Second, we examined whether a follow-up appointment was needed after the virtual visit. If a follow-up was scheduled, the type of the appointment was recorded. For scheduled face-to-face follow-ups, we examined the timing: within 2 weeks, between 2 weeks to 3 months, and more than 3 months until 6 months from the virtual visit to identify how pre-screening of patients succeeded in patient selection for virtual visits. Third, we observed whether a decision to operate was made during the virtual visit to detect whether such decisions could be made virtually.
We re-examined patients’ records at least 2 years after their virtual visit, reviewing both secondary and tertiary care records of the hospital district (including the emergency departments), in addition to available primary care and emergency medical services’ records. Health care in Finland is mostly publicly funded, and the Helsinki and Uusimaa Hospital District provides secondary and tertiary care for the entire Helsinki metropolitan area.
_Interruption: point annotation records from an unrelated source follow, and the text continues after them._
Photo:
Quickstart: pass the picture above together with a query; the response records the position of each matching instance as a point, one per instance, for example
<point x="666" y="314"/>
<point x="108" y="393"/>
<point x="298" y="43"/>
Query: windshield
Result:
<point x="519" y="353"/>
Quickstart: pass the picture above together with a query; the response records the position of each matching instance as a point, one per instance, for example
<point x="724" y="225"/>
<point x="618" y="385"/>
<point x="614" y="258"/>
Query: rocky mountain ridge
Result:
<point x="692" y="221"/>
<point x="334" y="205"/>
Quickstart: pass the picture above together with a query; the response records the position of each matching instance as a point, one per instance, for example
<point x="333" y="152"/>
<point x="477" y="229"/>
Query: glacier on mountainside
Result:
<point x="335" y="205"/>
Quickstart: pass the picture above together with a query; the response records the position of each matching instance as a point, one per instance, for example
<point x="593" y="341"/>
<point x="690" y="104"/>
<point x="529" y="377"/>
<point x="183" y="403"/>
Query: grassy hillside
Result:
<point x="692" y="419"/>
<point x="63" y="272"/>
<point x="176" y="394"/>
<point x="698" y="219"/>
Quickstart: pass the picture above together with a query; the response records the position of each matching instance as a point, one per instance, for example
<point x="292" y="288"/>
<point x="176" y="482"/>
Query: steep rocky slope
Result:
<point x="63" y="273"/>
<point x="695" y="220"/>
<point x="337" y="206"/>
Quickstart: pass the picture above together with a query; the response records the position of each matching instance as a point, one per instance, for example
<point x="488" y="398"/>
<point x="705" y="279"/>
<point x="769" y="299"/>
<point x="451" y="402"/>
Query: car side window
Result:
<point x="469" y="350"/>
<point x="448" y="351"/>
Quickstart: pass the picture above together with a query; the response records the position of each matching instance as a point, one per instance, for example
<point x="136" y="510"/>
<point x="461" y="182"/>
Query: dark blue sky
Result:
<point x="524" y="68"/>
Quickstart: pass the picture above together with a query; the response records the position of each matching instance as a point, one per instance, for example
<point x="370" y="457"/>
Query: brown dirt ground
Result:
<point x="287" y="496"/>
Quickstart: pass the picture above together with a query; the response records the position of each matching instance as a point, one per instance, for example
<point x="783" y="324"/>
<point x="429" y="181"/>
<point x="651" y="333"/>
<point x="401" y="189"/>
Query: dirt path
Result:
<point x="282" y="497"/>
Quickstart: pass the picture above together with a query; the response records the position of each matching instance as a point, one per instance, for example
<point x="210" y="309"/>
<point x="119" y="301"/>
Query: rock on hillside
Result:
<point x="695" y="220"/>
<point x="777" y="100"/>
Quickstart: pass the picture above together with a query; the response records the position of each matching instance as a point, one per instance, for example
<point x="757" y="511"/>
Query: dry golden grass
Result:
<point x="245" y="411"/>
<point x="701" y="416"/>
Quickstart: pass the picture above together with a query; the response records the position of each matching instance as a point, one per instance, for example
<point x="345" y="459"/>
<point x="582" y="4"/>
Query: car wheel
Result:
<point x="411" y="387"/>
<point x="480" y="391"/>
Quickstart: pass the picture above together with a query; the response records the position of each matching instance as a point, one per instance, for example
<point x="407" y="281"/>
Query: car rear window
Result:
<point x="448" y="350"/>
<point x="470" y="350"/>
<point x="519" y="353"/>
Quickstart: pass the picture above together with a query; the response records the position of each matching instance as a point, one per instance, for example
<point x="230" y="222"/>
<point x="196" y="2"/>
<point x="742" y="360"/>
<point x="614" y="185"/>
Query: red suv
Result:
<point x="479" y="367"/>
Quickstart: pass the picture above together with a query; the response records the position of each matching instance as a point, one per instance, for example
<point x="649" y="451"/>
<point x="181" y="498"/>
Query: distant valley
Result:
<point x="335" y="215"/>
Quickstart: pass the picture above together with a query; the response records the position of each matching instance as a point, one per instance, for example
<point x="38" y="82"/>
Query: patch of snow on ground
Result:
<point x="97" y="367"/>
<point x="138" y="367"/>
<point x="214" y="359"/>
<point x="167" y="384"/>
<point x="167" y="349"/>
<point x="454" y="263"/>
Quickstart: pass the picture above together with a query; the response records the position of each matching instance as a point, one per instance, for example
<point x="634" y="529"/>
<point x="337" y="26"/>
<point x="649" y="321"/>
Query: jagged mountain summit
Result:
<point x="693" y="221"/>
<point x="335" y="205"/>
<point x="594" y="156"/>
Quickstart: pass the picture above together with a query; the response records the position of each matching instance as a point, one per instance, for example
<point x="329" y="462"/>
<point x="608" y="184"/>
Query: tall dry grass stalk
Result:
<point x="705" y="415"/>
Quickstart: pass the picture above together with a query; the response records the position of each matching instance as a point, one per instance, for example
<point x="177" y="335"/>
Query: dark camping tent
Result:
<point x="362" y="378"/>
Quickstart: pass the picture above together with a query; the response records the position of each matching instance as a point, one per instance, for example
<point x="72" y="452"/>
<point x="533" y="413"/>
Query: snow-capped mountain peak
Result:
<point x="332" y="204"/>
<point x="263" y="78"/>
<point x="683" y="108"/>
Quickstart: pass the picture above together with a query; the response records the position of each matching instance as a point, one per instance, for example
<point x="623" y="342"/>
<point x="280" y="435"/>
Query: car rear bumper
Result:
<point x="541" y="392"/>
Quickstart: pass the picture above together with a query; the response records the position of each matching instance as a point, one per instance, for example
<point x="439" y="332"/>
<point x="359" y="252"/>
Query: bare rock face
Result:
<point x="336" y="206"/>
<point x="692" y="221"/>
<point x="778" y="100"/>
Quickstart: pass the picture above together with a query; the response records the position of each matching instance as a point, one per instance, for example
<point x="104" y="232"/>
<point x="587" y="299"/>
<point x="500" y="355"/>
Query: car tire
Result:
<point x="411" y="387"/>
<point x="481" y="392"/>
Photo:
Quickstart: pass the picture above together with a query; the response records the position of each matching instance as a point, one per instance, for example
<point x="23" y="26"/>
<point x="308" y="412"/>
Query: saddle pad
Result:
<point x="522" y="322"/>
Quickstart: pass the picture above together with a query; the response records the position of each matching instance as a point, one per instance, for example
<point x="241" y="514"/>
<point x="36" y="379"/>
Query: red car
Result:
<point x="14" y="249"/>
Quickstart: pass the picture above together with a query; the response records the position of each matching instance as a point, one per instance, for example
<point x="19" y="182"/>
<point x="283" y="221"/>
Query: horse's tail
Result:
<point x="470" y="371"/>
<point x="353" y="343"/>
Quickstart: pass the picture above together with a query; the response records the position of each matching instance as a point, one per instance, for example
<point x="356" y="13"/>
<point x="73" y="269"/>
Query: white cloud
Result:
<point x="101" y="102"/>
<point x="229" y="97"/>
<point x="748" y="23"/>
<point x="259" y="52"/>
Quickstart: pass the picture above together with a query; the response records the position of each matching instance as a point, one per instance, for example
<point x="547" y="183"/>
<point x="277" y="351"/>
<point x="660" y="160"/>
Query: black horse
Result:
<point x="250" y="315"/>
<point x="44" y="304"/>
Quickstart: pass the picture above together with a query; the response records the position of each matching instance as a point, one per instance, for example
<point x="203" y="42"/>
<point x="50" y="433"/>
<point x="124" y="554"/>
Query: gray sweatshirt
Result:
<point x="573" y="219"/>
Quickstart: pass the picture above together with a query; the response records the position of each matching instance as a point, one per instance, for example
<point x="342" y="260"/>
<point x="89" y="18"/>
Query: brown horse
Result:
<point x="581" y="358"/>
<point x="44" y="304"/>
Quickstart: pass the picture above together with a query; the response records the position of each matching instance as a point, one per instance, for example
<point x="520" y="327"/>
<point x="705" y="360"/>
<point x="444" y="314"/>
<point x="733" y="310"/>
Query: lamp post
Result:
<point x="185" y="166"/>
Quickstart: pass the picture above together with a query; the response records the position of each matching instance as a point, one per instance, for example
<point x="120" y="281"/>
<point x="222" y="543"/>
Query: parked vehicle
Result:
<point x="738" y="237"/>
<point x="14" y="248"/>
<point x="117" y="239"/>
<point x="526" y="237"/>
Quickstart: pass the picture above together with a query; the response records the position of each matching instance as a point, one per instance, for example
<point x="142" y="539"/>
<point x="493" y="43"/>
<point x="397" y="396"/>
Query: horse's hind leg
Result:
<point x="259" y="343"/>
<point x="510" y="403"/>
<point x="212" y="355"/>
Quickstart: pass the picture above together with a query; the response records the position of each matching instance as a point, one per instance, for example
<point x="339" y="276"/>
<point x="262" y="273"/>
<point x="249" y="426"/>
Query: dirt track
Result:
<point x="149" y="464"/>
Our clinic provides otorhinolaryngological treatment for the entire metropolitan area with a catchment population of 2 million.
STATISTICAL ANALYSIS
Statistical analysis was performed using IBM SPSS Statistics 27 for Windows (IBM Corp., Armonk, NY) and focused on possible differences in progress, in face-to-face follow-ups, or in unplanned contacts between the different subspecialties, age groups, and first and follow-up appointments. The relations were analyzed with cross-tabulation, and the statistical differences were tested with chi-square test. Univariable and multivariable logistic regression models were used to analyze the associations of subspecialties and age groups with the achieved progress and the frequency of face-to-face follow-ups.
The patients younger than 18 years old were excluded from the multivariable model to avoid the multicollinearity problems, as the pediatric group only included under 18-year-olds and 152 of 157 virtual visits in the age group were included in the pediatric group. Results are expressed using odds ratios with 95% confidence intervals. For all statistical testing, significance level was set at p < 0.05.
Research permission was granted by the Research Administration of the hospital (§ 69, HUS/146/2020), and ethics approval was granted by the Ethics Committee of the hospital (HUS/2242/2020).
Results
We found 1,239 appointments marked as virtual visits. Of these, 865 appointments were included in the study and 374 were excluded for not meeting the criteria cited earlier: 55 lacked a physician’s record, 273 were postponements or cancellations, and 46 were incorrectly marked as virtual visits. Eleven patients had two virtual visits during the study period. Of the 854 patients, 53.7% (n = 459) were female.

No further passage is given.